Найденов, у которого не осталось никаких сомнений в том, что «душегубку» нужно закрывать, раздумывал тем временем, как бы это по-хорошему, добром заставить Павла Павловича остановить завод. Он понимал всю сложность положения, в котором оказался Гребенщиков, и, достаточно зная его, слабо надеялся, что сумеет убедить этого человека. И все же решил попробовать.
— Пал Палыч, — сказал Найденов, положив на упругую спинку сиденья руки и стараясь заглянуть в лицо Гребенщикову, смотревшему вперед, на дорогу. — Ну а если бы на цементном работал, скажем, твой сын, ты бы как, закрыл завод?

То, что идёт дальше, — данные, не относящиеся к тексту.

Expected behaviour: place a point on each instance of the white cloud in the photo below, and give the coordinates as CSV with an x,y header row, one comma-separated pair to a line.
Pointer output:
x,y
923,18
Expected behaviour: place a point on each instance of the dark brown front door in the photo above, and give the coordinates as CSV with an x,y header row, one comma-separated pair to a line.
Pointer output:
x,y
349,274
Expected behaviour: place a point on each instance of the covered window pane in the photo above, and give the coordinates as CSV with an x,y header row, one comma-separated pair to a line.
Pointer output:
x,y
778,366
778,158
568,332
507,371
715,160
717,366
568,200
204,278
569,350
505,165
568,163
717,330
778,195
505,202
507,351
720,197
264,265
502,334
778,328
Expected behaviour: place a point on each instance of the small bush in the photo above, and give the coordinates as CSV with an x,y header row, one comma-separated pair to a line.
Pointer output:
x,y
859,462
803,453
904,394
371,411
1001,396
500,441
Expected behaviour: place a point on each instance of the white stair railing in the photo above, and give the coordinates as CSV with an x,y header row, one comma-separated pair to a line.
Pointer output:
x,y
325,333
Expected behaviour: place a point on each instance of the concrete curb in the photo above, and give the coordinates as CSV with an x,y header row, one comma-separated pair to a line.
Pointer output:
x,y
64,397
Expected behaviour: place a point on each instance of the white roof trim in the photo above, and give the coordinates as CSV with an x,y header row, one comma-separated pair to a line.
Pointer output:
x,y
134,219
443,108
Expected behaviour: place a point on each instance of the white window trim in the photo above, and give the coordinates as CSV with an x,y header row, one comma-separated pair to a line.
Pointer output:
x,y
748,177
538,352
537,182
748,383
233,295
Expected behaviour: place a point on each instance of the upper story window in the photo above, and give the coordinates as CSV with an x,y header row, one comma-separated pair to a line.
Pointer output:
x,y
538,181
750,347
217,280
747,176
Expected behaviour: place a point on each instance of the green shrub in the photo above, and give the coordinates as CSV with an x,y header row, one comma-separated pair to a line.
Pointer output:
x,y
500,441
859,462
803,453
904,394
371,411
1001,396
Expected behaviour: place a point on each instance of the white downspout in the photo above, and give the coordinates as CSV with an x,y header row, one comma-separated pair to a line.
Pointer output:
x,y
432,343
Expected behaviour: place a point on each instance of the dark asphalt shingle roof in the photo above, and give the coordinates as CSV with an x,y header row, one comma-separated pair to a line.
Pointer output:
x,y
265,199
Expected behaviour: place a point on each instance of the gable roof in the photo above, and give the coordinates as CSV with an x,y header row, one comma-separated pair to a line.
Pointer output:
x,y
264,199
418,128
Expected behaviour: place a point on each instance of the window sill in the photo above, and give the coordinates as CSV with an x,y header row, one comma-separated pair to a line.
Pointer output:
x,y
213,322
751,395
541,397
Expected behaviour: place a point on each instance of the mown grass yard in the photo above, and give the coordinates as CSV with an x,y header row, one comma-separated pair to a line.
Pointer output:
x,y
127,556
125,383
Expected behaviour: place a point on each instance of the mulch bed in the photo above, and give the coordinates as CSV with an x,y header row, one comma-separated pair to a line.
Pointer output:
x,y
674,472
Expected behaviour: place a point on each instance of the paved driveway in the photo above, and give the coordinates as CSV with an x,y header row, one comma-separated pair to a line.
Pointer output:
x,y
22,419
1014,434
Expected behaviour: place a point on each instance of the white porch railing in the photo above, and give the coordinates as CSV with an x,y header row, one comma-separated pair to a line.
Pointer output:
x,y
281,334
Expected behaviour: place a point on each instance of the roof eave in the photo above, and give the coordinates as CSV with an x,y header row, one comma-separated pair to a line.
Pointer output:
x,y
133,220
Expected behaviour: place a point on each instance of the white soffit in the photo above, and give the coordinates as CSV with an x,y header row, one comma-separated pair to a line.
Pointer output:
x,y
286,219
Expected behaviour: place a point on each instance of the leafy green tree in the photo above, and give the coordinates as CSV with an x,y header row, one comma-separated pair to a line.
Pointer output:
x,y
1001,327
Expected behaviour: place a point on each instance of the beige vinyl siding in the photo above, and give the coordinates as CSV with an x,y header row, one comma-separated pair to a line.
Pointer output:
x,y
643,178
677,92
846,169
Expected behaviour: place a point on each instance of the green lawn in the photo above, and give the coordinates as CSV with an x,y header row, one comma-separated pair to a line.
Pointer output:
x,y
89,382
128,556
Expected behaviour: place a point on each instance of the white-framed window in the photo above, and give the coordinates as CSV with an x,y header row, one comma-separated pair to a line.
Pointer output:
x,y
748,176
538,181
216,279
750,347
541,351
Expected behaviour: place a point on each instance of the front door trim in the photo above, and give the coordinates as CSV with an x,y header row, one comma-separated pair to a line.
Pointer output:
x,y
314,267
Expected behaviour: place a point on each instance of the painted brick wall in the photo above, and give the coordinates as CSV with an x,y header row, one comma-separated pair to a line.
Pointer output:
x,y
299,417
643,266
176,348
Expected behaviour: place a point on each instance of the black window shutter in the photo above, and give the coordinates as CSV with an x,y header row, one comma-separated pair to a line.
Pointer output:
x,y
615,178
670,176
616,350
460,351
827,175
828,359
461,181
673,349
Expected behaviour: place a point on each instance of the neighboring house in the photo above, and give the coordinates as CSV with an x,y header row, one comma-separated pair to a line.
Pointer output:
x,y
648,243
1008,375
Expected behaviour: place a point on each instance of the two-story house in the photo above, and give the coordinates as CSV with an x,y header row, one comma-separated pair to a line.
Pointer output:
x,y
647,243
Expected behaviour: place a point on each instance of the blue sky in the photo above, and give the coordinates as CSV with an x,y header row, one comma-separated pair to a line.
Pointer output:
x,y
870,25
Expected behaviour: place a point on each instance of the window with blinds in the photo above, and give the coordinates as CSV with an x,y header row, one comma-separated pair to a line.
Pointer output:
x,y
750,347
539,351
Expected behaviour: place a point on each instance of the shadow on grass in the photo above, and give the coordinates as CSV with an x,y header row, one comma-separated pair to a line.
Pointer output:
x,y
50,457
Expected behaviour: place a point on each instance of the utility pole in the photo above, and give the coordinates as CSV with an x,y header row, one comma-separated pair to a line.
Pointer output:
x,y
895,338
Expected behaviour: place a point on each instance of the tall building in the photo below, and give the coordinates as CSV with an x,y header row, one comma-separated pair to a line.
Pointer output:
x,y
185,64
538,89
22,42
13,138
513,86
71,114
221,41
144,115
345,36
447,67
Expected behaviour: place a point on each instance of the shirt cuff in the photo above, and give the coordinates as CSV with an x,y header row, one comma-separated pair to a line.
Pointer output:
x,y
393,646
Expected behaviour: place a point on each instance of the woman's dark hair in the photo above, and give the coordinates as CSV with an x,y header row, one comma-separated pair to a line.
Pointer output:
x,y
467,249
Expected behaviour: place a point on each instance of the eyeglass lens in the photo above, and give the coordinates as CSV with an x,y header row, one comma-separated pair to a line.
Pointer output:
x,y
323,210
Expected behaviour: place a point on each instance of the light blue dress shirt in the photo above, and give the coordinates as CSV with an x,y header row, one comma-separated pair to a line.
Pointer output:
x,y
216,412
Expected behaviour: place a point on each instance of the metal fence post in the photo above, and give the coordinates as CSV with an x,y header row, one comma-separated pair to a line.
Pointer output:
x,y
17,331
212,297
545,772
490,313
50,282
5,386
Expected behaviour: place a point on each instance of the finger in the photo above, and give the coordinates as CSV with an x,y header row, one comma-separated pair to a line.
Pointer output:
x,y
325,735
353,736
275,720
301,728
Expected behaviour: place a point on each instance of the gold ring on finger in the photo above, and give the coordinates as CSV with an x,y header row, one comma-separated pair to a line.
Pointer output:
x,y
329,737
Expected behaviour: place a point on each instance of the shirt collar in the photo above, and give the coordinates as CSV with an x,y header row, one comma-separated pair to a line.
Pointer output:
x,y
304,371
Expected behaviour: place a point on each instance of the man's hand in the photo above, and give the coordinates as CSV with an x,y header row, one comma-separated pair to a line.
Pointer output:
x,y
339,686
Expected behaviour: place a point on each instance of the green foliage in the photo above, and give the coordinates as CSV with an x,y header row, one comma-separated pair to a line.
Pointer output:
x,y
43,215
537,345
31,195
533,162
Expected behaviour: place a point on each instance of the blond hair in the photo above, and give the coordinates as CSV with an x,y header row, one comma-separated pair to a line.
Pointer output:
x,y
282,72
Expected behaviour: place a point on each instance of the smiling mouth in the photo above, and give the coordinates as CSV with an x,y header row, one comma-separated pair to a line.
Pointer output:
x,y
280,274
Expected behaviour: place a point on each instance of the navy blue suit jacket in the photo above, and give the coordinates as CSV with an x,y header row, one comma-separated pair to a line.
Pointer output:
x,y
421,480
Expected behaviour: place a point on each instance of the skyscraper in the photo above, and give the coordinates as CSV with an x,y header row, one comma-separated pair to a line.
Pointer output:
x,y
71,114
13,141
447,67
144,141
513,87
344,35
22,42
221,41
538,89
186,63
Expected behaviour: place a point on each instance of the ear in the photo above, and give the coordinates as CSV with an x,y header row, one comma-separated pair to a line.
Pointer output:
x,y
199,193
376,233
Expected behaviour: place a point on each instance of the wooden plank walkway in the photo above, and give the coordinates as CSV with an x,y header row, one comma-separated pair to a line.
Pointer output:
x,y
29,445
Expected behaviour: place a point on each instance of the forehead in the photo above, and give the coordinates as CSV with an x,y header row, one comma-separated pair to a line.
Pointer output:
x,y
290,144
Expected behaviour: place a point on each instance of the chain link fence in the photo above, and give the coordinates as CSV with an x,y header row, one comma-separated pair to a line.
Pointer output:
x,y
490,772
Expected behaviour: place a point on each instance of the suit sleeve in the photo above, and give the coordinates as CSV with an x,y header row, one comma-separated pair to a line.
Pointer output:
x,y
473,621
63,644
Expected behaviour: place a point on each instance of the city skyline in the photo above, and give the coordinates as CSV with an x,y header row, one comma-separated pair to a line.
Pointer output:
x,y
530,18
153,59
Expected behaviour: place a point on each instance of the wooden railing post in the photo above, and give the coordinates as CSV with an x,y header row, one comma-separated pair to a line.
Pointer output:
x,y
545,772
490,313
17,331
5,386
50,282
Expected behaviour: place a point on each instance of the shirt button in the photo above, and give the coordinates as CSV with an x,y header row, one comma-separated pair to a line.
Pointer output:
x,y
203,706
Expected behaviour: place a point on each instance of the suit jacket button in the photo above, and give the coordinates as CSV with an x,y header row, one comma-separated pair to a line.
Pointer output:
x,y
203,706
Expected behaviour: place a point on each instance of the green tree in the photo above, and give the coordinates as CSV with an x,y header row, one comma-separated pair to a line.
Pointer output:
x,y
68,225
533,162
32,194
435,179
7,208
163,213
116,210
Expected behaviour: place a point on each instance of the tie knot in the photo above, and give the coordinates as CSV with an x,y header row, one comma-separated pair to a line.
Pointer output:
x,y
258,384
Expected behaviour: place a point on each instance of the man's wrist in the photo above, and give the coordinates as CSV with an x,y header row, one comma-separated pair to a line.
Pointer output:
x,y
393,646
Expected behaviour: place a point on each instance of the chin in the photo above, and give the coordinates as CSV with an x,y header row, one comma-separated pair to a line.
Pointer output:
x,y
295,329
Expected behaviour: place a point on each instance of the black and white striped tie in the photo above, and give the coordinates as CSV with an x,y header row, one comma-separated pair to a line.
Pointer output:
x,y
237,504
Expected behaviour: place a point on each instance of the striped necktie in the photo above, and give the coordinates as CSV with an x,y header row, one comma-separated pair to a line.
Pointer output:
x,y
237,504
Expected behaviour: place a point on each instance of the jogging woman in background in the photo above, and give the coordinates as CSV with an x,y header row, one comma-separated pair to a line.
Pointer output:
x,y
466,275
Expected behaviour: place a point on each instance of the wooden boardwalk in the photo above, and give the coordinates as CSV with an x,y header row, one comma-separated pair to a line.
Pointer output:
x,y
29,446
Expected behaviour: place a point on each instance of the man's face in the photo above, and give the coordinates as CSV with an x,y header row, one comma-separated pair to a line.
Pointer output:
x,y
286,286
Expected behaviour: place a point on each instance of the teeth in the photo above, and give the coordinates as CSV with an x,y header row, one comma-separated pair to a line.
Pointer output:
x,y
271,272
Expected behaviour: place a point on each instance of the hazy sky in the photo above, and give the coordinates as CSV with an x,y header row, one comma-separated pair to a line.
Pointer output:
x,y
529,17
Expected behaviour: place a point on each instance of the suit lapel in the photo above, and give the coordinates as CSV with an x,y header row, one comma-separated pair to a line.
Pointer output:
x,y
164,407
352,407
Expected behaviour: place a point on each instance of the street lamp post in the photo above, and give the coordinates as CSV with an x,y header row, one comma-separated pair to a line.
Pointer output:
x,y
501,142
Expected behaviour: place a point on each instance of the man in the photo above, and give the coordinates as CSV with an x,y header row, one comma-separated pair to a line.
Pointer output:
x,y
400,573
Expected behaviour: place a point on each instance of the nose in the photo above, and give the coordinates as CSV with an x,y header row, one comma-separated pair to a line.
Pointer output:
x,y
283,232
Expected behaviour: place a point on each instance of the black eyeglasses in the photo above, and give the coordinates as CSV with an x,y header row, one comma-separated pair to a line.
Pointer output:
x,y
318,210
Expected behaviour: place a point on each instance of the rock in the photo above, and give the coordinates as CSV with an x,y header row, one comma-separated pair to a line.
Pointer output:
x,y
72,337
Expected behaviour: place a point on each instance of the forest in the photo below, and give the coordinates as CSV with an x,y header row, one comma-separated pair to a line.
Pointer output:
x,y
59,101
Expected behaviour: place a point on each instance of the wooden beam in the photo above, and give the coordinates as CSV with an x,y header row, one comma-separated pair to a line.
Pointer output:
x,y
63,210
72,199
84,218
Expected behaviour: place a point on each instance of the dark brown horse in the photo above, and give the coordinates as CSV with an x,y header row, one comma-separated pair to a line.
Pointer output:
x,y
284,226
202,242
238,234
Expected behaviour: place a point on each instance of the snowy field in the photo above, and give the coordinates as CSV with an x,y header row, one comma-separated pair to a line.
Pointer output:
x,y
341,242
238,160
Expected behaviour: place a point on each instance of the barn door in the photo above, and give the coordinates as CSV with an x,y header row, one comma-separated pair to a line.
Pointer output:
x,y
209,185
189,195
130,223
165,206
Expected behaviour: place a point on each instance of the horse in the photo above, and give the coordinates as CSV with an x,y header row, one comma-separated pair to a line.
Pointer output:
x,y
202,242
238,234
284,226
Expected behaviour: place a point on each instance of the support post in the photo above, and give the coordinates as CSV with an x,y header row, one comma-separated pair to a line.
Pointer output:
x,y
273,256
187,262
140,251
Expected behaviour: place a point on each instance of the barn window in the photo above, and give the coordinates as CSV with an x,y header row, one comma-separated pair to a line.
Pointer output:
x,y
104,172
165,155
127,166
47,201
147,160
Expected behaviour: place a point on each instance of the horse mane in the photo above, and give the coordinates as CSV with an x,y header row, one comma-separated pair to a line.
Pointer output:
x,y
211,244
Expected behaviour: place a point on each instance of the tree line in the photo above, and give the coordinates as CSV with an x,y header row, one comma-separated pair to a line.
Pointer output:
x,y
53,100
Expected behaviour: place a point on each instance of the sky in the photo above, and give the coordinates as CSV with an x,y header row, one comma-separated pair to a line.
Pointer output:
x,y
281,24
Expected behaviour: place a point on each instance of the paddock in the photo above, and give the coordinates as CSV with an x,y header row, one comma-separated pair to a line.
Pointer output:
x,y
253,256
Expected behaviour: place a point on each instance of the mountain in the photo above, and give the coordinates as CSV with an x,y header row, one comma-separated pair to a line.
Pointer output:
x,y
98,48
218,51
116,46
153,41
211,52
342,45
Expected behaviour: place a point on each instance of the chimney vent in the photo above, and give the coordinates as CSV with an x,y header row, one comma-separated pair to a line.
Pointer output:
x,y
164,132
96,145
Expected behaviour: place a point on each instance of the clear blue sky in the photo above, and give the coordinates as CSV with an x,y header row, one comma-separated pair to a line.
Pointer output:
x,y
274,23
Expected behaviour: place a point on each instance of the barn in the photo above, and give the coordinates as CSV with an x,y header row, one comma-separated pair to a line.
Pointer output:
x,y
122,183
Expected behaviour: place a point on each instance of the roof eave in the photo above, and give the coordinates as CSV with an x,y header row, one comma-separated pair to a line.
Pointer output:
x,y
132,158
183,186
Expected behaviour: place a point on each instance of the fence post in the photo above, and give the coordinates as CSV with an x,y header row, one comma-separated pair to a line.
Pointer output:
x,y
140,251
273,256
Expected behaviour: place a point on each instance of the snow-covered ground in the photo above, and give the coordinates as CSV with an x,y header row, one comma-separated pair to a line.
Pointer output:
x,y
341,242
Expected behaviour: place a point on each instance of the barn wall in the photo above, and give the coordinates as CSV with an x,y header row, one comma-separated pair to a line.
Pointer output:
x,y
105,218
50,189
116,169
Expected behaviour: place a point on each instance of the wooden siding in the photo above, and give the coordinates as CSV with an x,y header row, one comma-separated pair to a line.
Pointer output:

— Ты что, меня за дурака считаешь? — не повернув к нему головы, вспылил Гребенщиков.
— Ну почему же за дурака?..
— А что ж ты задаешь дурацкие вопросы? Как будто не знаешь: остановить завод — значит сорвать строительство комбината!
— Знаешь, Пал Палыч, я не могу все же поверить, что ты, с твоей энергией, с твоим авторитетом, не можешь пробить в министерстве добавочные фонды на цемент.
— А ты думаешь, я не пробовал пробить? Я у самого министра был!
— Ну и как?
— А так: нет цемента и в ближайшее время не будет!
— А ты еще раз к нему слетай. Зайди и скажи: на моем цемзаводе — силикоз, завод опечатала санэпидстанция… Неужели министр не откликнется?..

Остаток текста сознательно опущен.